Château St. Louis ist ein Ort mit archäologischen Überresten von Befestigungsanlagen unter der Dufferin-Terrasse in Québec. Die Ausgrabungen haben Fundstücke aus französischer und britischer Kolonialzeit freigelegt, die das Leben während beider Besatzungen dokumentieren.
Die erste Befestigung entstand 1648 unter dem Gouverneur Charles Huault de Montmagny und wurde mehrfach wieder aufgebaut. Ein Brand zerstörte die letzte Struktur 1834 und beendete die lange Geschichte dieses Verwaltungszentrums.
Der Ort spiegelt die Spuren zweier kolonialer Mächte wider, die hier ihre Verwaltung errichteten. Besucher können heute sehen, wie französische und britische Machthaber denselben Platz nutzten und veränderten.
Der Ort ist von Mai bis Oktober zugänglich und Besucher sollten festes Schuhwerk tragen, da die Wege uneben sind. Geführte Touren sind während der Öffnungszeiten verfügbar und bieten tiefere Einblicke in die grabungsstätte.

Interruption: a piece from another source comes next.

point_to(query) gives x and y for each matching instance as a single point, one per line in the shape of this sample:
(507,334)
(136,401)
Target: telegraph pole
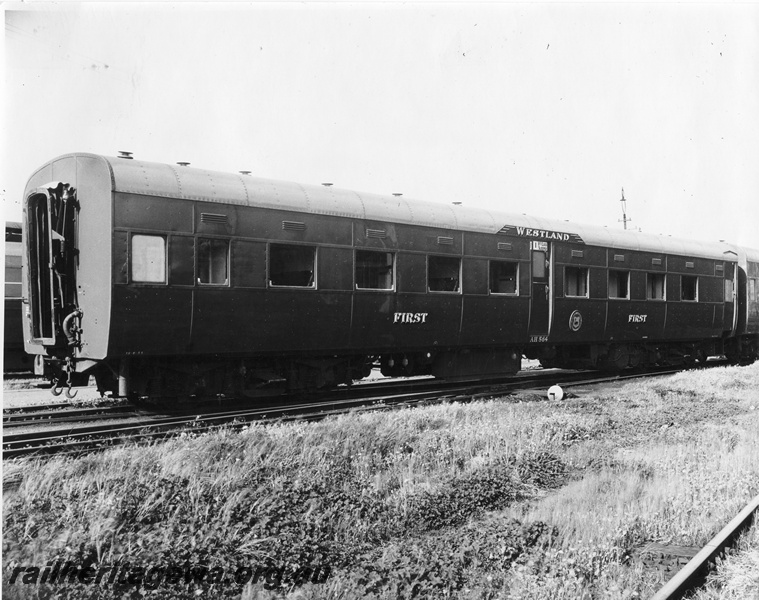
(624,218)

Bei den Ausgrabungen zwischen 2005 und 2007 kamen über 500.000 Gegenstände zum Vorschein, die detailliert dokumentieren, wie Menschen hier arbeiteten und lebten. Diese Menge an Fundstücken aus vier Jahrhunderten ist außergewöhnlich und macht das Verständnis des täglichen Lebens während der Kolonialzeit möglich.